The best compliment is easy. In a book I’ve never published… the first book I ever completed, in fact, I submitted a scene to my critique group at the time and one of them told me that Julie Garwood couldn’t have written a better sex scene. That rocked my world. As for criticism… Reviews don’t phase me one way or another, usually. But I did read one for my first published book that was highly negative. That was okay. To each their own. But what had really hurt was that it had come from another author. I don’t believe in that. I know the blood, sweat and tears that go into writing a book, and the triumph that comes with selling it and getting it published. Regardless of my thoughts on a particular book, I really try not to say anything negative about another writer’s book. I’ve broken that rule once or twice, I admit, but I really do try not to do it as a rule.
1. What was the last movie/concert/show that you saw?
My aunt bought me tickets to take my daughter and her friend to see Gavin Degraw, who I am utterly obsessed with, at Universal Studios this year. I was on the verge of tears the entire time, and really tried not to be jealous when my daughter and her friend actually got to meet him an hour before the concert in a freak run in at the park while I was holding our seats by the stage! Tell me she got you an autograph at least?
2. What was the name of the last book you read?
I just finished listening to Gone Girl by Gillian Flynn and loved it!
3. Tell us 2 positive and 2 negative character traits you possess.
Positive: I’m very creative and very determined.
Negative: I’m anal and obsessive, and really, really stubborn.

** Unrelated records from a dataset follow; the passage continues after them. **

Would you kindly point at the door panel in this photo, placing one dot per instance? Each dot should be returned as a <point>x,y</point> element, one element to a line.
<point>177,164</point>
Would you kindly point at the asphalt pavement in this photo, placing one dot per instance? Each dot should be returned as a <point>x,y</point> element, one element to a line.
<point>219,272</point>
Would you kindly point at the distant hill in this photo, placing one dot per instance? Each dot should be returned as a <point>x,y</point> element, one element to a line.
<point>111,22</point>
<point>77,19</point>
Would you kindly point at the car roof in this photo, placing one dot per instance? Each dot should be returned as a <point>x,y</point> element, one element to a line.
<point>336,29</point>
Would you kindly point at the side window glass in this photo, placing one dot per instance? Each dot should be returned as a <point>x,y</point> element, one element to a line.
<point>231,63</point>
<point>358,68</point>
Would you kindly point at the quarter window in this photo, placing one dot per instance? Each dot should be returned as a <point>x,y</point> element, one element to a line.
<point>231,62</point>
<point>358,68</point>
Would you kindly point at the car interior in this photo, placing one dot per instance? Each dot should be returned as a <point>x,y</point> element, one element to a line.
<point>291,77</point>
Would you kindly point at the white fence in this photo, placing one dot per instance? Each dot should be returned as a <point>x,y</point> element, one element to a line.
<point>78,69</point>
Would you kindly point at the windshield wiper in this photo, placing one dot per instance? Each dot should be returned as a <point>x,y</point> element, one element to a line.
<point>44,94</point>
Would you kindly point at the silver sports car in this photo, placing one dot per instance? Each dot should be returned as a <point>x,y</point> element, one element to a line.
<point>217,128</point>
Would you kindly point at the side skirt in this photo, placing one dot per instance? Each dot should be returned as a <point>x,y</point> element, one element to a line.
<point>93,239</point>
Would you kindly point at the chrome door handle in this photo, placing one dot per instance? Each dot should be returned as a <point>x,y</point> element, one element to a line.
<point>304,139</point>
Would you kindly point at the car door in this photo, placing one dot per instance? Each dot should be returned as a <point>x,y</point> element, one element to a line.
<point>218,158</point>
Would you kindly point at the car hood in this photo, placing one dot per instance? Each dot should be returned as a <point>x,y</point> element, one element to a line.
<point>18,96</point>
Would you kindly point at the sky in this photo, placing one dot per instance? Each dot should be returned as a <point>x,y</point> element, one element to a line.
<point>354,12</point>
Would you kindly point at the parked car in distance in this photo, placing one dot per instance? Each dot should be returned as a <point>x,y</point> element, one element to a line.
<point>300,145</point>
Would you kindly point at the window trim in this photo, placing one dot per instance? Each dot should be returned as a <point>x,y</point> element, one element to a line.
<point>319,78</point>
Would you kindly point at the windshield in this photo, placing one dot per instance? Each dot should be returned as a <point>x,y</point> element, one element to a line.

4. If you could have dinner with anyone, past or present, fictional or real, who would it be and why?
See picture>>>> Gavin Degraw. I know, I should say a president or some saint, but I’m superficial. What can I say? On a more serious note, J.K. Rowling. I’d just sit in silence and let her talk all night and fill my brain with her brilliance. Oh, and the backstories and deleted scenes and future stories. Oh, just imagine!
5. What would we find in your refrigerator right now?
Almond milk, spinach, Louisiana hot sauce, beans, Veganaise, and some Cabernet Sauvignon. Boring, but there it is.
1. Elvis or Sinatra? Sinatra
2. Meat or Veggies? Veggies!
3. Italian or Chinese? Chinese
4. Summer or Winter? Winter
5. Coffee or Tea? Tea
Thanks for coming by and spending some time with us. Any final words of wisdom to pass along?
This was so much fun! Sweaty palms and all. All I can say to readers is, if you pick up Silent Night, please drop me a note to let me know what you think, good or bad, and I will respond (firstname.lastname@example.org)! Also, please leave reviews. Not just for Silent Night but for all books you read. Good or bad, they help the author (though good is always appreciated).
To writers, I just say this: Keep at it. If you want to sell more than you want to watch the latest episode of FILL IN YOUR FAVORITE TV SHOW HERE, you will. People who sell books are people who never quit trying to, and sadly the world is filled with writers who quit trying. It only takes one yes, no matter how many no’s are thrown at you.